Praxis. Unique intaglio print. Image size 33 x 47 cm. 1996

 Clouds and fog veil the peaks of mountains and rain drenched meadows connect wooden houses, that after a sudden break in the skies unexpectedly develop their magnificent color in the radiant sunlight. The blue sky allows a glimpse into eternity, the steely silver of the sea blinds the view of the horizon; everything is in movement. The mountains dance. The fish bleat like sheep. The sirens of the ships roll over the blue. The song of the wind draws a line. The colors play their own songs from above and below, from left to right. The green always becomes more green. The basalt stone forms a composition. The octopus arms of the fjords claw into the bottom of the sea. The creek collides with the ocean. Lines, forms, sounds, colors, sun and moon confer with one another secretly, whisperingly. A force field of concentrated energies. Clouds push into waves.

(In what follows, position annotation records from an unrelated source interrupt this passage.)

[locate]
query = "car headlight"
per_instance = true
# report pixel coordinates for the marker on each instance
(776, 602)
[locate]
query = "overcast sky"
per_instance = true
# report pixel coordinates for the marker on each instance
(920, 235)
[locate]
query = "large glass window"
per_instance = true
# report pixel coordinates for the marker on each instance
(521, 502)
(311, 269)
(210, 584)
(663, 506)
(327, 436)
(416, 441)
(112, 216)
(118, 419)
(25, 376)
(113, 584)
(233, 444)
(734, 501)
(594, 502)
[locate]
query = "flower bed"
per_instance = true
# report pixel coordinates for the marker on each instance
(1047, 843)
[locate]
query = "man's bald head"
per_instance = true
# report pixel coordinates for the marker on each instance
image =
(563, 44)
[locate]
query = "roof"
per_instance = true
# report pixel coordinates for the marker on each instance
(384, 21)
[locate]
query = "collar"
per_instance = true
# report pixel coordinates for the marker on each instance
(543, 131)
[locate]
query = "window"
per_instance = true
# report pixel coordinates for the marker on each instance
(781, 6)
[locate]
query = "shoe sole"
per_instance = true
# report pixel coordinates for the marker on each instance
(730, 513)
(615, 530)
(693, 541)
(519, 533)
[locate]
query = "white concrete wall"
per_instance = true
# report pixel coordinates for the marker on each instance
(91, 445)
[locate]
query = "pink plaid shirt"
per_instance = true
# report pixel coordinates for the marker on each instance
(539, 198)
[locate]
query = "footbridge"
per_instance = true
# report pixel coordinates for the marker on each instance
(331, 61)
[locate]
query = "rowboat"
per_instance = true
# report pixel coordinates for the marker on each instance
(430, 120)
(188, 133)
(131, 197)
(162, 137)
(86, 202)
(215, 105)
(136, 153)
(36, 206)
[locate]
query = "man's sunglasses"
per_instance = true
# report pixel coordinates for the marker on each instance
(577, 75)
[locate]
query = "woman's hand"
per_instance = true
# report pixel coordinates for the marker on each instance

Praxis. Unique intaglio print. Image size 33 x 47 cm. 1996

 The Gesamtkunstwerk Nature is for Bjarne Werner Sørensen the musical score. He records it, interprets it, holds it close and returns it to the freedom in the future. His signs are simultaneously prose and poetry; they are evidence of the spiritual chaos and regulate the beauty of the unconscious. His signs are music that is determined by the feeling of perception, a perception that captures the magic of cooing, bleeping, shrieking, whizzing sounds in order to succeed in a visual transposition on paper or canvas. Bjarne Werner Sørensen is an artist who is filled by his island world and who expresses this with excessive delight through his signs.

"Seachange", oil on linen, 90 x 130 cm, 1997

This article was published in the exhibition catalogue for Bjarne Werner Sørensen, “Seachange”, solo exhibition may - june 1997 at DCA Gallery, 420 West Broadway, New York.

Raffael Rheinsberg (1943 - 2016) was a german artist who Bjarne Werner Sørensen first met at Suomenlinna Artist Residence, Helsinki, in 1989 and later collaborated with on the Faroe Islands in the project “Far Out” 1996, where he made the installation Another Generation.